[Numpy-discussion] Numpy and PEP 343

Tue Feb 28 11:41:15 EST 2006

<pie-in-the-sky>

An idea that has popped up from time to time is delaying evalution of a 
complicated expressions so that the result can be computed more 
efficiently. For instance, the matrix expression:

a = b*c + d*e

results in the creation of two, potentially large, temporary matrices 
and also does a couple of extra loops at the C level than the equivalent 
expression implemented in C would.

The general idea has been to construct some sort of psuedo-object, when 
the numerical operations are indicated, then do the actual numerical 
operations at some later time. This would be very problematic if 
implemented for all arrays since it would quickly become impossible to 
figure out what was going on, particularly with view semantics. However, 
it could result in large performance improvements without becoming 
incomprehensible if implemented in small enough chunks.

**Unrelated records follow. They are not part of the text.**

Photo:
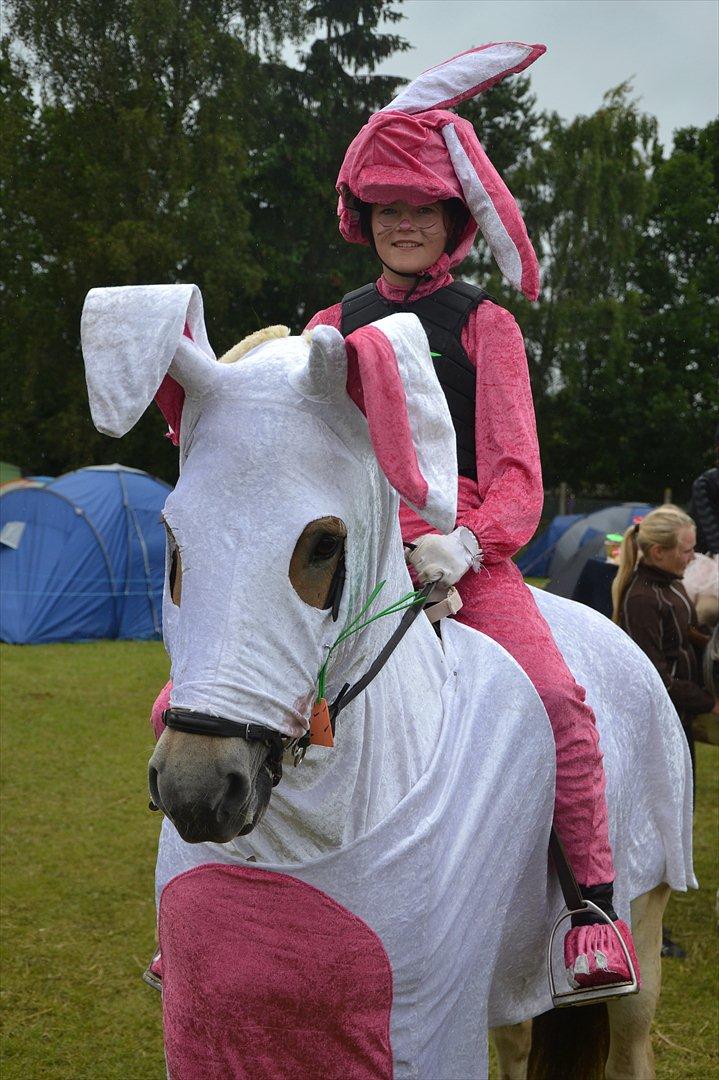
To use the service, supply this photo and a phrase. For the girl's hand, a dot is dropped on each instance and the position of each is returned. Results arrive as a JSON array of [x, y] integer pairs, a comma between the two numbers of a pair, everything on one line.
[[446, 558]]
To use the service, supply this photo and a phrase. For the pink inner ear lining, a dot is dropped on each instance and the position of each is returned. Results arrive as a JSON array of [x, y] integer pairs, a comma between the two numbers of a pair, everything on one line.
[[170, 400], [446, 103], [371, 355]]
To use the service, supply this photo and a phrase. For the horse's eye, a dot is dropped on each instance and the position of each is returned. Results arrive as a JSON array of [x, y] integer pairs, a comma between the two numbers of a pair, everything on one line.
[[326, 547]]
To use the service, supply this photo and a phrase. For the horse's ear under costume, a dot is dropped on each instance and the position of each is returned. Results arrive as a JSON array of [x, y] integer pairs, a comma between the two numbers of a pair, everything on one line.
[[141, 342], [416, 150], [389, 372]]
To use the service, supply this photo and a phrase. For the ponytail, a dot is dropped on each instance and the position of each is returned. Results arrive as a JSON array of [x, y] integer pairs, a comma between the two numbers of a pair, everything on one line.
[[627, 563], [662, 527]]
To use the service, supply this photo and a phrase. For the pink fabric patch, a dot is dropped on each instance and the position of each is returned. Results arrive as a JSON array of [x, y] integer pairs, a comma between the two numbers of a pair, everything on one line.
[[161, 702], [268, 977], [384, 404], [171, 399]]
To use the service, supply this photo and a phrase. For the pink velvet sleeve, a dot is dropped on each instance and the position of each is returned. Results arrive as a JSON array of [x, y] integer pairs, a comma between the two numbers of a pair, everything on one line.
[[330, 316], [504, 510]]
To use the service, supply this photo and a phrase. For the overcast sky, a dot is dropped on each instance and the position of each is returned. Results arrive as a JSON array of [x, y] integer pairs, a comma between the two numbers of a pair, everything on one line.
[[669, 46]]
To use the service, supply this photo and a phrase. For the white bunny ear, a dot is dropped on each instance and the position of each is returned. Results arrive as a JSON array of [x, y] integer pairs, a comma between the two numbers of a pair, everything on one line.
[[464, 76], [409, 422], [132, 338], [324, 376]]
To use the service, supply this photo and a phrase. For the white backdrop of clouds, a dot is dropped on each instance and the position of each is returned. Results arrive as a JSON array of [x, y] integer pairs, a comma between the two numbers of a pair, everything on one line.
[[670, 48]]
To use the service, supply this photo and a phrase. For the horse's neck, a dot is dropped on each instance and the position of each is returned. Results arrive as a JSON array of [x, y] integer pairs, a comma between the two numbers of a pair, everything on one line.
[[384, 741]]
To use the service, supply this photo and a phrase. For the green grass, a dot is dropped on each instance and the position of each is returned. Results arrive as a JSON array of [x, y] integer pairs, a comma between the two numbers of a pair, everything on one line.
[[78, 865], [77, 876]]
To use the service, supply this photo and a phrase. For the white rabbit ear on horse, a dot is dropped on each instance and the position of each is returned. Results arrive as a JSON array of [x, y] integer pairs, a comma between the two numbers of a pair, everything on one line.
[[324, 376], [136, 339], [464, 76], [392, 378]]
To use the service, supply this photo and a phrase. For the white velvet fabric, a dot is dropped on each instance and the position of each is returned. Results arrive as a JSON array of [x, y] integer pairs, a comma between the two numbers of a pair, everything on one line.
[[459, 77], [484, 211], [430, 817]]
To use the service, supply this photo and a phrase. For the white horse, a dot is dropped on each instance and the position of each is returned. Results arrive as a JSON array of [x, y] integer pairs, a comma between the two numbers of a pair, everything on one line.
[[390, 901]]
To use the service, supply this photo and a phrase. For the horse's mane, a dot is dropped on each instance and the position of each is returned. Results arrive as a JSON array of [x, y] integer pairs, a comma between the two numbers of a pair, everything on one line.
[[267, 334]]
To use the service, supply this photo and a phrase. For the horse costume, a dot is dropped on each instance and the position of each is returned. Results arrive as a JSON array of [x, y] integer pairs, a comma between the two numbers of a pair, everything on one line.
[[367, 919]]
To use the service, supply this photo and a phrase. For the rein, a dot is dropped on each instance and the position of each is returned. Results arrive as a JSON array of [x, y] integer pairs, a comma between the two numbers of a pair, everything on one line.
[[204, 724]]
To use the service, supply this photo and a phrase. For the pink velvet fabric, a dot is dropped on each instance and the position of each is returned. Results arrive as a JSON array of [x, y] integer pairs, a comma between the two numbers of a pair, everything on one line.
[[267, 977], [161, 702], [401, 156], [502, 508], [593, 956], [170, 400]]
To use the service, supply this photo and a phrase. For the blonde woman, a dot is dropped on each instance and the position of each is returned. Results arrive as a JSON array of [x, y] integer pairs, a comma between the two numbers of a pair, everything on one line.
[[651, 604]]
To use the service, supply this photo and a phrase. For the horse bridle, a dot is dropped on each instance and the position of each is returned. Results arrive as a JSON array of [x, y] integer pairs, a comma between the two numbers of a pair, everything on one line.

A "straightforward" approach would look something like:

    numpy.begin_defer()    # Now all numpy operations (in this thread)
    are deferred
    a = b*c + d*e # 'a' is a special object that holds pointers to
                          #  'b', 'c', 'd' and 'e' and knows what ops to
    perform.
    numpy.end_defer() # 'a' performs the operations and now looks like
    an array

Since 'a' knows the whole series of operations in advance it can perform 
them more efficiently than would be possible using the basic numpy 
machinery. Ideally, the space for 'a' could be allocated up front, and 
all of the operations could be done in a single loop. In practice the 
optimization might be somewhat less ambitious, depending on how much 
energy people put into this. However, this approach has some problems. 
One is the syntax, which clunky and a bit unsafe (a missing end_defer in 
a function could cause stuff to break very far away). The other is that 
I suspect that this sort of deferred evaluation makes multiple views of 
an array even more likely to bite the unwary.

The syntax issue can be cleanly addressed now that PEP 343 (the 'with' 
statement) is going into Python 2.5. Thus the above would look like:

with numpy.deferral():
    a = b*c + d*e

Just removing the extra allocation of temporary variables can result in 
30% speedup for this case[1], so the payoff would likely be large. On 
the down side, it could be quite a can of worms, and would likely 
require a lot of work to implement.

Food for thought anyway.

</pie-in-the-sky>

-tim

[1]

from timeit import Timer
print Timer('a = b*c + d*e', 'from numpy import 
arange;b=c=d=e=arange(100000.)').timeit(10000)
print Timer('a = b*c; multiply(d,e,temp); a+=temp',
            'from numpy import arange, zeros, multiply;'
            'b=c=d=e=arange(100000.);temp=zeros([100000], 
dtype=float)').timeit(10000)

=>

94.8665989672
62.6143562939